$\left ( m - \frac 1n \right) \left( n - \frac 1p \right) \left( p - \frac 1m \right) = \frac{(mn-1)(np-1)(pm-1)}{mnp}$ $\implies$ $p \lvert mn-1 \implies mn \equiv 1 \pmod p$ $m \lvert np-1 \implies np \equiv 1 \pmod m$ $n \lvert pm-1 \implies pm \equiv 1 \pmod n$ Let $p = \frac{mn-1}{k}$ $k<m$ to preserve the ordering of $m,n,p$ $n(mn-1) \equiv k \pmod m$ $m(mn-1) \equiv k \pmod n$ $n+k \equiv 0 \pmod m$ $m+k \equiv 0 \pmod n$ $m+k < 2n \implies m+k=n$ Therefore $n < 2m$ Therefore $n+k < 3k \implies n+k = 2m \implies m+k+k=2m \implies m=2k$ $m\frac{mn-1}{k} \equiv 1 \pmod n \implies 2(mn-1) \equiv 1 \pmod n \implies -2 \equiv 1 \pmod n \implies n=3$ or $n=1$ $m \le n \implies m=2$ or $m=1$ This leaves us with three ordered pairs $(m,n)$ $(1,1), (1,3), (2,3)$ $(m,n)=(1,1) \implies A = 0$ $(m,n)=(1,3) \implies p = 1$, contradicting the ordering. $(m,n)=(2,3) \implies p = 5$, and $A=21$ Therefore, the two possible values of $A$ are $0$ and $21$

The product equals $ mnp-m-n-p+\frac{mn+np+pm-1}{mnp}$, or $ mnp\leq mn+np+pm-1$. If $ p\geq3$, it must hold $ 3m+3n\leq 2mn\leq 3m+3n-1$, absurd, yielding $ p=1$ or $ p=2$. If $ p=2$, then $ 2mn$ must divide $ mn+2m+2n-1$, and if their ratio is at least $ 2$, then $ 2mn+2m+2n\leq4mn\leq mn+2m+2n-1$ absurd, hence $ mn=2m+2n-1$, and $ m,n$ must clearly be odd.
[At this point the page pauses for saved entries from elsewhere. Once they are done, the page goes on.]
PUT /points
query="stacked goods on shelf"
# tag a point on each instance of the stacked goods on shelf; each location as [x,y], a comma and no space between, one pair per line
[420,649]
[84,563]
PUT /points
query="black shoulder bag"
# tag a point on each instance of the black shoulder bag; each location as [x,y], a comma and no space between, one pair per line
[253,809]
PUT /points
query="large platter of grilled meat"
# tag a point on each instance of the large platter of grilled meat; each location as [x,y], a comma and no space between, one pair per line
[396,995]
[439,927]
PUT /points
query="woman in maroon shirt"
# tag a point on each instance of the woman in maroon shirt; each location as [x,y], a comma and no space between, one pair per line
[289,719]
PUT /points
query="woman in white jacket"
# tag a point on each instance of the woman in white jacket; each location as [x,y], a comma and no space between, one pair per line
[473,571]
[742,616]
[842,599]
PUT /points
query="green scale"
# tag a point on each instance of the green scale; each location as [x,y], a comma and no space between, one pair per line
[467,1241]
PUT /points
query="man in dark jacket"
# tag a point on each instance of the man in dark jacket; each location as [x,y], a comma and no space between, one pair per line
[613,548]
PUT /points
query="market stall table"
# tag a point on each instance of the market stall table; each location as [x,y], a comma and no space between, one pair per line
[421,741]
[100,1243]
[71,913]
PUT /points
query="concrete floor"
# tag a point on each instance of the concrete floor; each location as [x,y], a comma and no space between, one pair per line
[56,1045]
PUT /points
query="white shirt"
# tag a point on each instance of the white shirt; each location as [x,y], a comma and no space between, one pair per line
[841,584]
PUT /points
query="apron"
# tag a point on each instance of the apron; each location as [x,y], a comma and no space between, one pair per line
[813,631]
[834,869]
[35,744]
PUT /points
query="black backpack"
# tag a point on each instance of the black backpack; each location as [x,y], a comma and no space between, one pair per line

If $ n\geq5$, then $ 2m+2n+m\leq mn=2m+2n-1$, absurd, and $ n=3$, yielding $ m=5$. We then find the product equal to $ \frac{14}{3}\frac{5}{2}\frac{9}{5}=21$. If $ p=1$, then $ mn$ must divide $ mn+m+n-1$, or $ mn$ must divide $ m+n-1$. If $ n\geq2$, then $ m+n\leq mn\leq m+n-1$, absurd, yielding $ n=1$, or one of the factors is $ 0$ and the product is $ 0$. The only values are $ 0$ and $ 21$.